Wednesday 13 September 2017

Natives and freedom - The Hurricane 1937

"A sense of honour in the South Seas is as about as silly as  a silk hat in a hurricane"  says Dr Kersaint to M. De Laage, the tyrannical governor of Manikura, a French colony in the South Pacific, who is "under the spell of honour and duty" and defines honour as the need to impose control on feckless natives. A ship arrives, bringing Mme De Laage, and Terangi, the First Mate, a born sailor who "kept hanging from the mast like a bird, with wings stretched for home".

The natives rush cheerfully aboard the ship to welcome the crew home, to the strains of Aloha Oe (read more about that song here). The natives, as the Doctor says, "are like birds who need to flock together in the breeze" The village celebrates the wedding of Terangi and Marama.
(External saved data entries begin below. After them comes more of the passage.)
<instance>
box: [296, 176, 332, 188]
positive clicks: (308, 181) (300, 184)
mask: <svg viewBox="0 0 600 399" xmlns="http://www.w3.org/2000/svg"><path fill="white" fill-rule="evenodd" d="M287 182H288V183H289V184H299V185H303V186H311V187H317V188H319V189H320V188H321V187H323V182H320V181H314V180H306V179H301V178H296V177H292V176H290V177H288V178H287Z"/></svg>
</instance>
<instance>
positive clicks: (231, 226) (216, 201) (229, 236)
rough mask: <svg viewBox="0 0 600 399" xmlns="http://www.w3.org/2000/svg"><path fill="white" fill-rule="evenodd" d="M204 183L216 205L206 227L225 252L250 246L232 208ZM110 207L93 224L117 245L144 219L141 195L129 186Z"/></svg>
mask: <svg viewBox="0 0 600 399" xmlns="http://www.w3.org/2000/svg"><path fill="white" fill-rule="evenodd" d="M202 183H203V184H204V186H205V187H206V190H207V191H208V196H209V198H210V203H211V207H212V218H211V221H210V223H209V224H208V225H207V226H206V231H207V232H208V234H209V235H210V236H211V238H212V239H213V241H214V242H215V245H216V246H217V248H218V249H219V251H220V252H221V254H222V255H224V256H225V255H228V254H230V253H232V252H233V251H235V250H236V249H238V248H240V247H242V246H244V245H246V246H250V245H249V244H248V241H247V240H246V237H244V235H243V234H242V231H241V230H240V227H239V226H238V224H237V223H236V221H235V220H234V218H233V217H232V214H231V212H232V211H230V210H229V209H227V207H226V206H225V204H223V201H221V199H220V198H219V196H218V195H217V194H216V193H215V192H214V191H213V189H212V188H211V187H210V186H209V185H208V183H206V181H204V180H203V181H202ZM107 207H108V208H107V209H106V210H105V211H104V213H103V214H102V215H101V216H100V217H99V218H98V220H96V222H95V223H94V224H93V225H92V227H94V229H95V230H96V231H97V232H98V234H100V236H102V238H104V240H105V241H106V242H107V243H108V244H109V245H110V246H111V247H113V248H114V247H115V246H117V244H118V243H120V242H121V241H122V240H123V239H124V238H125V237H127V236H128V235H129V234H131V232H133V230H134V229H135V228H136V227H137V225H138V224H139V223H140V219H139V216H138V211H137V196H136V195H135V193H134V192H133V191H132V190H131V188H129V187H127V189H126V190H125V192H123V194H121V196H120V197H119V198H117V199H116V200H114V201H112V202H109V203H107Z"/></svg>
Great shots of native girls in leis and Terangi's muscular bare chest.  Terangi and Marama set off in a dugout for an island honeymoon.  But Terangi smells a good wind: the ship sets sails again. In Tahiti, Ternagi and his friends are in a bar with loose women who smoke. Terangi plays with a mechanical hula doll with childish delight.  "Get up when a white man tells you!" sneers a drunk. Ternagi fells him with one blow.

But in colonies, fighting back is insurrection. The Hurricane's subtext was dangerous. Setting the movie in a French colony disguised the fact that the same brutal rules applied elsewhere, including Hawaii.   Or in the mainland US, for that matter.
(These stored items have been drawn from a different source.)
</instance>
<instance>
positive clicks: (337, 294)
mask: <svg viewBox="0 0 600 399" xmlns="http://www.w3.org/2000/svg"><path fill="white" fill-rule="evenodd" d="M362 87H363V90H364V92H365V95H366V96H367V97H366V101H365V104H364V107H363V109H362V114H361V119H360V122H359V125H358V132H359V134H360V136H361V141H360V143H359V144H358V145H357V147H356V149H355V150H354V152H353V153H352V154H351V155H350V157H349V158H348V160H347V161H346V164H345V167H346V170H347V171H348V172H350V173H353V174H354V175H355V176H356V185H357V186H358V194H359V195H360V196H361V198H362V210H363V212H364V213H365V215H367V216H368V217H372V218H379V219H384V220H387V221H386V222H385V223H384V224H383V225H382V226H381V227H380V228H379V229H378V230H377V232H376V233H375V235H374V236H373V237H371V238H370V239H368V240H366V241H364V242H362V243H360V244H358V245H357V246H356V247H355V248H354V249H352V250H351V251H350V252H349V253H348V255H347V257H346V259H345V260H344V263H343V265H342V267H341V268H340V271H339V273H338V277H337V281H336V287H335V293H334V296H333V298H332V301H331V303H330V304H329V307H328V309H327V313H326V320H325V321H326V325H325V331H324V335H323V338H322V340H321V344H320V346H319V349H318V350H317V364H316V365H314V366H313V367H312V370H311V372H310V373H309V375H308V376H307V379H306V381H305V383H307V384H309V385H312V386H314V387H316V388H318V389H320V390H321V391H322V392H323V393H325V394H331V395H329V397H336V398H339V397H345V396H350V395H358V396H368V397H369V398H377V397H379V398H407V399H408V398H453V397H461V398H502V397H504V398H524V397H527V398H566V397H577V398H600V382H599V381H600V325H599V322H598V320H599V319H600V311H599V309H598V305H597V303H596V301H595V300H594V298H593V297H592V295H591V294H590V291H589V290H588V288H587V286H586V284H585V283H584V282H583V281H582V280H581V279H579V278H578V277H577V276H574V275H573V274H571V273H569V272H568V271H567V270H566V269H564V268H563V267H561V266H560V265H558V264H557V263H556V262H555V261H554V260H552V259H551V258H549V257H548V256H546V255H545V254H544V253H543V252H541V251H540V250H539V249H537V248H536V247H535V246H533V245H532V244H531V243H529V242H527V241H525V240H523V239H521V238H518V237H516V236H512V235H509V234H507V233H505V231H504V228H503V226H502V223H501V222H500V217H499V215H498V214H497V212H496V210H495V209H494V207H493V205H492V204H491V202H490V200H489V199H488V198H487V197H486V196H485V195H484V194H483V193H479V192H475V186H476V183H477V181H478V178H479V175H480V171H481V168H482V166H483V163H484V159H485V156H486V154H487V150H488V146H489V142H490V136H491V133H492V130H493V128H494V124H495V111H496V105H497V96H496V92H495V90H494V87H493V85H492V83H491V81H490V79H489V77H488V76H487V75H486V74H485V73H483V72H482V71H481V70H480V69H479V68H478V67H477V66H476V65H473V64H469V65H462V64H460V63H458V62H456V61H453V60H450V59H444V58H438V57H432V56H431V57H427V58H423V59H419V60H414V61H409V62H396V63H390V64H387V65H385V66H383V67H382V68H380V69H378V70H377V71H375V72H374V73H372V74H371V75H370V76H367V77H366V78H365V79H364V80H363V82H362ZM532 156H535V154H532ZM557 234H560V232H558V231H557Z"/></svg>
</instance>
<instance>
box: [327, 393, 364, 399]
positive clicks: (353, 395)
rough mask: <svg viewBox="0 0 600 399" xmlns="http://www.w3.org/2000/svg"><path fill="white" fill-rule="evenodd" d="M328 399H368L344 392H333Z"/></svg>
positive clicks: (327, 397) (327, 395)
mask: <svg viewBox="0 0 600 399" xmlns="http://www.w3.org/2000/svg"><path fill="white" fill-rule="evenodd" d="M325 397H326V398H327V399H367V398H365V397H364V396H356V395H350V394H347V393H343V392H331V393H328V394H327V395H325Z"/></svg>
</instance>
Terangi is imprisoned. Being a free spirit, he keeps escaping and his sentence gets extended.   "Sixteen years in a cell with rats as companions".in chains, being whipped, doing hard labour., but Terangi remains unbroken.  He escapes again from maximum security, but inadvertently kills a guard. He steals a canoe and paddles 600 miles back to Manakura, navigating by the winds, braving storms at sea.  The local Priest takes him in secrecy to an island, where he's reunited with Marama and their child.

Back in Manakura, a hurricane is building up.  "Imagine Paris", says Mme De Laage, "civilizations don't do well in a hurricane"   The natives are restless : they know something, they're smiling.  Terangi's a legend, a symbol of freedom. De Laage finds out where he's hidden and sets off to capture him.  "You'll find a stronger authority than me in that storm!" cries the Priest. The hurricane hits Manakura.  People take shelter in the church, whose bells won't stop ringing in the wind. Fabulous cinematography - sheets of rain, flying debris, palm trees crashing, pounding waves. I've been in hurricanes. When I first saw this film on TV, it seemed realistic enough (to a kid).  
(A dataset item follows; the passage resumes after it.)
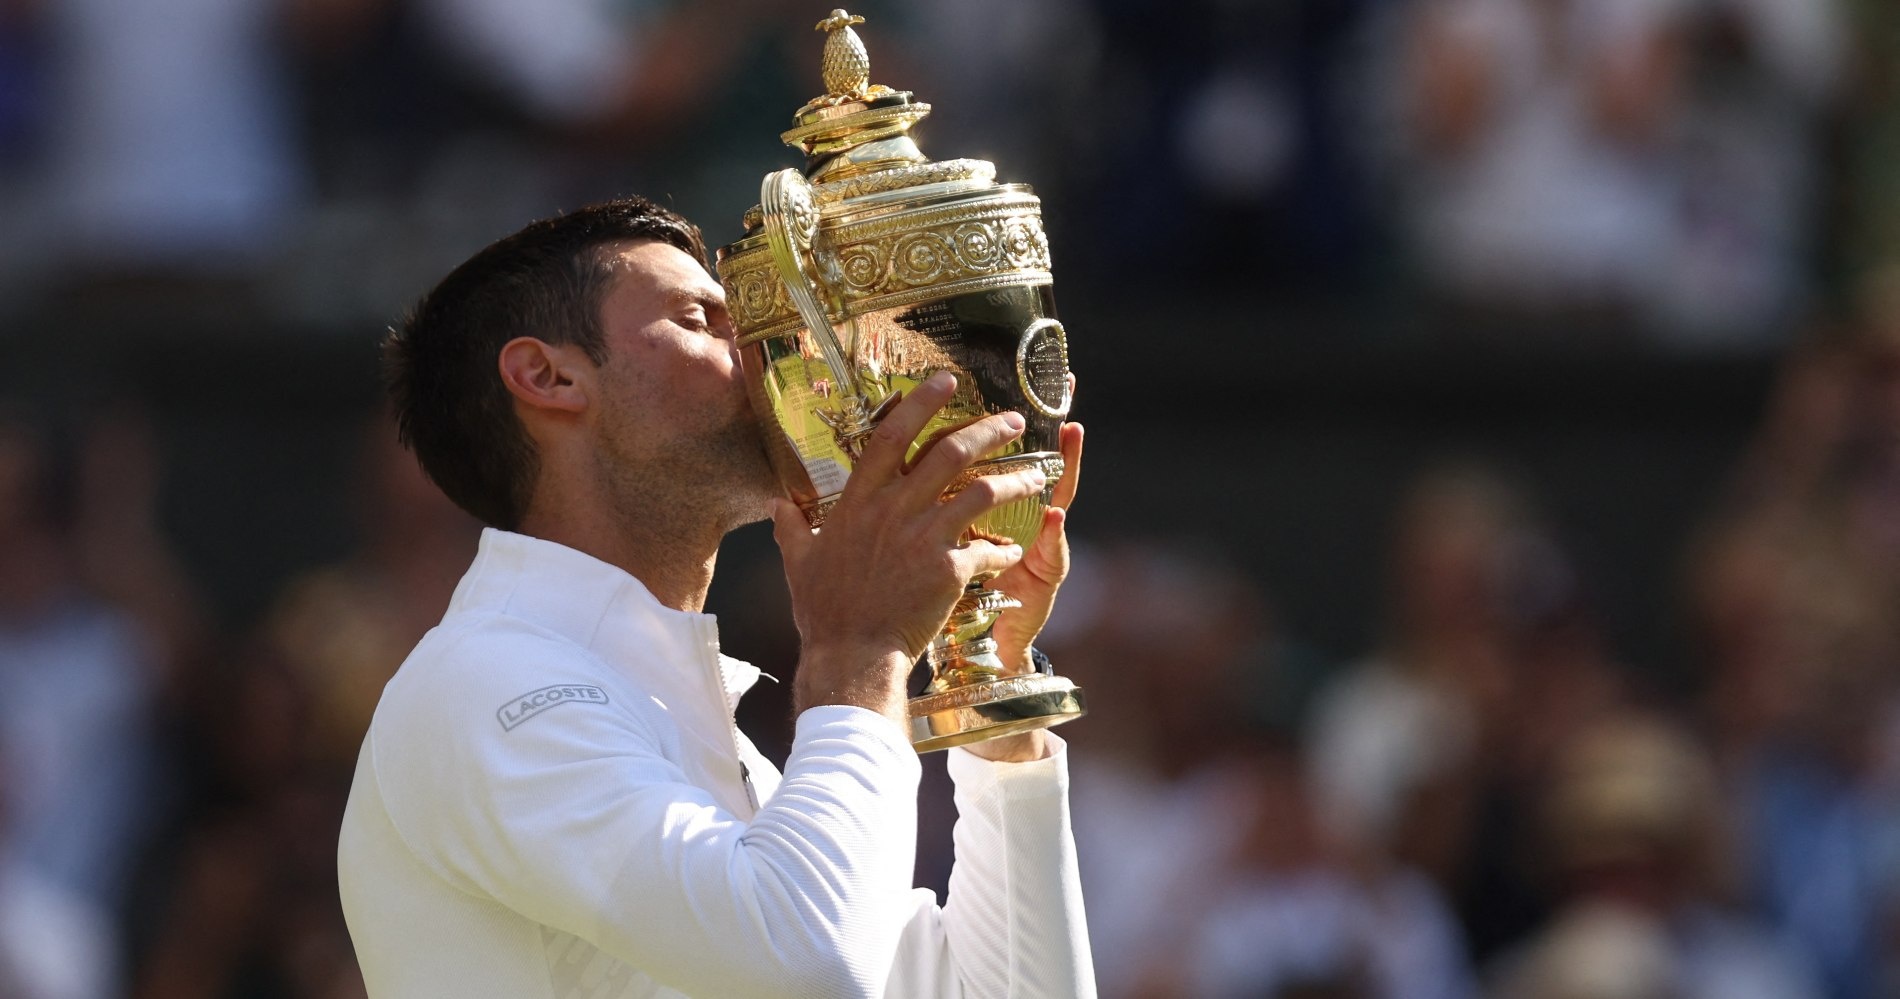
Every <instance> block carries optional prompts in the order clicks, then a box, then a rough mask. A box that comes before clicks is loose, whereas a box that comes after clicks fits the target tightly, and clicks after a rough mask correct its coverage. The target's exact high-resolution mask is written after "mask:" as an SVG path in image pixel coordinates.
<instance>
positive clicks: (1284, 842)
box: [1153, 746, 1476, 999]
mask: <svg viewBox="0 0 1900 999" xmlns="http://www.w3.org/2000/svg"><path fill="white" fill-rule="evenodd" d="M1248 769H1250V771H1252V775H1254V781H1252V782H1250V784H1248V786H1245V788H1243V792H1250V794H1246V796H1245V803H1246V805H1248V809H1246V817H1245V834H1243V838H1241V841H1239V843H1237V851H1235V853H1233V855H1231V857H1226V858H1222V862H1224V866H1226V868H1227V876H1226V879H1224V881H1222V883H1220V885H1218V887H1214V889H1212V891H1210V893H1208V898H1207V904H1205V906H1203V908H1201V912H1199V915H1197V917H1189V919H1188V921H1186V925H1184V927H1182V929H1180V931H1178V933H1182V936H1184V940H1186V942H1184V946H1182V950H1180V953H1182V955H1184V961H1180V963H1178V965H1176V967H1174V969H1172V971H1174V972H1176V974H1178V978H1176V982H1178V984H1180V986H1182V990H1180V991H1178V993H1180V995H1201V997H1214V999H1218V997H1237V999H1239V997H1258V995H1273V997H1315V995H1328V997H1332V995H1340V997H1345V995H1362V997H1368V999H1461V997H1467V995H1476V986H1474V982H1473V976H1471V969H1469V967H1467V957H1465V946H1463V934H1461V933H1459V927H1457V921H1455V919H1454V917H1452V912H1450V908H1446V904H1444V898H1442V895H1440V893H1438V889H1436V887H1435V885H1433V883H1431V881H1427V879H1425V877H1421V876H1419V874H1417V872H1410V870H1393V868H1387V870H1364V868H1360V870H1357V872H1355V870H1353V868H1351V866H1349V864H1347V862H1345V857H1341V855H1340V853H1338V851H1334V849H1330V847H1328V845H1326V838H1324V834H1322V832H1321V828H1319V822H1317V817H1315V815H1313V801H1311V796H1309V790H1307V786H1305V775H1303V767H1302V762H1300V758H1298V756H1296V754H1292V752H1284V750H1277V748H1271V746H1264V748H1262V750H1260V752H1256V754H1252V756H1250V760H1248ZM1157 978H1163V976H1161V974H1157ZM1153 993H1155V995H1165V993H1167V990H1165V988H1159V990H1153Z"/></svg>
Terangi appears in a boat and the priest tells him to save those he can, who include Mme De Laage.  Eventually the church bell falls silent. But by then the church has been flattened, the priest and most of his parishioners killed. Terangi and his family wash up on a beach and light a fire. M. De Laage comes and rescues his wife. Terangi and his family escape in a war canoe.  De Laage spots it in the distance from his ship. "It's just debris" says his wife.

Given that The Hurricane was made in 1937, the director John Ford and producer Samuel Goldwyn really couldn't take risks with the authorities, so they probably needed to play up the pseudo-religious moralizing, which is pretty turgid. Overlook that, though, and the movie is daringly radical. It challenges racism outright, and the idea of rigid, relentless power structures.  Although  Ternagi and Marama are acted by white people in  brownface (Jon Hall and Dorothy Lamour) and the characters they play are cardboard, the stereotypes aren't negative.  Compare The Hurricane to Typhoon, the 1940 Paramount movie shot in (then) glorious Technicolor and maximum special effects. There, the natives are no more than scenery and Dorothy Lamour's part serves only to offer glimpses of her body. Typhoon is  B movie crime flick set in the tropics. The Hurricane is much more, and would have been even better had Hollywood, and the West in general, been ready for something stronger.